Earlier today, the ABS released its quarterly Business Indicators data. While much of the focus tends to be on GDP implications, we take the time today to deep dive into trends in profitability – highlighting key industry-level trends.
These trends have been helpful in explaining the much-improved Budget position. Corporate profitability has surged in Australia over the past two years, with companies’ gross operating profits now running just above $90bn per quarter. While Mining has been extremely important in driving the rise, profits for the non-mining industries have also risen strongly.
Of particular interest, we note surprising strength in profit growth for both Retail Trade and Rental, Hiring & Real Estate Services – both of which fly in the face of soft Retail Business Conditions in the NAB Survey and the correction in Housing now underway in major east coast cities.
The AUD/USD began this week at 0.7372, almost 0.7 cents higher than when markets went home on Friday night at 0.7303, as news of a US-China trade ceasefire saw a risk-positive reaction that saw a rally in the AUD. Plans for an increase in tariffs from 10% to 25% on $200bn worth of Chinese imports have been postponed, starting a 90-day timer for a US-China agreement to be reached. While clearly good news, the US-China relationship remains strained and there are a number of contentious issues that still need to be resolved. Markets will likely remain cautious, and attentive to US-China related news flow.
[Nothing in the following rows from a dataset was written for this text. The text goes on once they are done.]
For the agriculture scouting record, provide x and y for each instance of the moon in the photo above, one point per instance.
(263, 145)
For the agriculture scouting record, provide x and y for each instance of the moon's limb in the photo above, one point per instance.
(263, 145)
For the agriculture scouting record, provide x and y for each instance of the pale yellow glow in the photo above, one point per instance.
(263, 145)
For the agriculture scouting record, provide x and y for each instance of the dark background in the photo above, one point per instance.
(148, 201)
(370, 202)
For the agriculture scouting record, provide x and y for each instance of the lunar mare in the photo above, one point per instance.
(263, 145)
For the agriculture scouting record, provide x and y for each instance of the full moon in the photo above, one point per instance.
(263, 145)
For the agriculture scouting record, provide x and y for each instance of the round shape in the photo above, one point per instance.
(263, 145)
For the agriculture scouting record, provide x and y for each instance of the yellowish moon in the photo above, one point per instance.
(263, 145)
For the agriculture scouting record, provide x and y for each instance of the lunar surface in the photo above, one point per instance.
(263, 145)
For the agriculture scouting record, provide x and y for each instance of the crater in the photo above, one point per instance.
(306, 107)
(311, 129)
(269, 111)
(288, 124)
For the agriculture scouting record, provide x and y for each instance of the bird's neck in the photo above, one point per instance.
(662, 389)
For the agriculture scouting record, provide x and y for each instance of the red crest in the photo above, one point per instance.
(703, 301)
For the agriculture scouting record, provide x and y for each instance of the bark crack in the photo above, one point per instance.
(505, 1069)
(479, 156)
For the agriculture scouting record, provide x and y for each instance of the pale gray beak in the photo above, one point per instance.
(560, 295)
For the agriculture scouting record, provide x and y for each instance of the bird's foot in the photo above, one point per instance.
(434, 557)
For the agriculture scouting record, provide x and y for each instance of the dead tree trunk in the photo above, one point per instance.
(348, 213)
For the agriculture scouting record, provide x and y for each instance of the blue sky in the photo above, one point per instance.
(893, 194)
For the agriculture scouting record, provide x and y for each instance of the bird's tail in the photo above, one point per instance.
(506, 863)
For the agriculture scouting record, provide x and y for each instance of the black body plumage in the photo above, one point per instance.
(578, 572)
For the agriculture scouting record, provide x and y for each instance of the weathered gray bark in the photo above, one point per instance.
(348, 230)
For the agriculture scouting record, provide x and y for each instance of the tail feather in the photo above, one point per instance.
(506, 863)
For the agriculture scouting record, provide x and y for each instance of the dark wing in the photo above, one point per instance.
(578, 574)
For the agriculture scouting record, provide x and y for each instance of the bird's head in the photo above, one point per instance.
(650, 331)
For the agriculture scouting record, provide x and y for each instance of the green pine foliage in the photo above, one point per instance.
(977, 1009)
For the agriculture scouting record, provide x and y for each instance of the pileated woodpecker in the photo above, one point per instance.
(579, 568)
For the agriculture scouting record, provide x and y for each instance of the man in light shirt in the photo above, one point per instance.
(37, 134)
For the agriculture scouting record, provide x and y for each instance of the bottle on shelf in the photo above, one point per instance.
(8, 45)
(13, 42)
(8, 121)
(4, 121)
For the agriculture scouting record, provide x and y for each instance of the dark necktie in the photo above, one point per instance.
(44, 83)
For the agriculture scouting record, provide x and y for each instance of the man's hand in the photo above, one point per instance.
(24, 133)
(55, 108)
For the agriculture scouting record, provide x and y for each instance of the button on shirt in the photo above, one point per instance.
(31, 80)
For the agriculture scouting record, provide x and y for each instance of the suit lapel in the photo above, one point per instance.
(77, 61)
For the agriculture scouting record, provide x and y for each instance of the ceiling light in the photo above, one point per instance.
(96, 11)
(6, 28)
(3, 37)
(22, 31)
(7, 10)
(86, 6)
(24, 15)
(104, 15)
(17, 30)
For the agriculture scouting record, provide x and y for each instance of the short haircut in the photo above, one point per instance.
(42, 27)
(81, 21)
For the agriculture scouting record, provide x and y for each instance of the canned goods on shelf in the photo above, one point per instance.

There are lots of key global watch points this week. Highlights will be Fed Chair Powell’s Testimony (Wednesday), US Payrolls (Friday) and ISMs (Monday, Wednesday), the Caixin PMIs (Monday, Wednesday) – data in the US and China have both been under focus as some signs of slowing activity have emerged. Elsewhere, Brexit negotiations, Bank of Canada meeting and Canadian jobs data will keep markets busy.
Locally, it’s a huge week ahead for Australian data, with Q3 GDP on Wednesday the highlight. NAB expects Q3 GDP rose a solid (but softer) 0.5% q/q, bringing year-ended growth down a touch to 3.2% (from 3.4%). In the lead up to Wednesday, GDP partials (Company Profits, Inventories, Net Exports) will be closely followed, while markets will also keep an eye out for a range of monthly activity data throughout the week with building approvals (Monday), Retail Sales (Thursday) and Trade (Thursday).
From the RBA, there’s the Board meeting on Tuesday and Deputy Governor Guy Debelle delivers a speech on Thursday titled Lessons and Questions from the GFC. There’s zero expectation of a change in policy from the Bank, but, as always, any commentary on its assessments of risks will be key.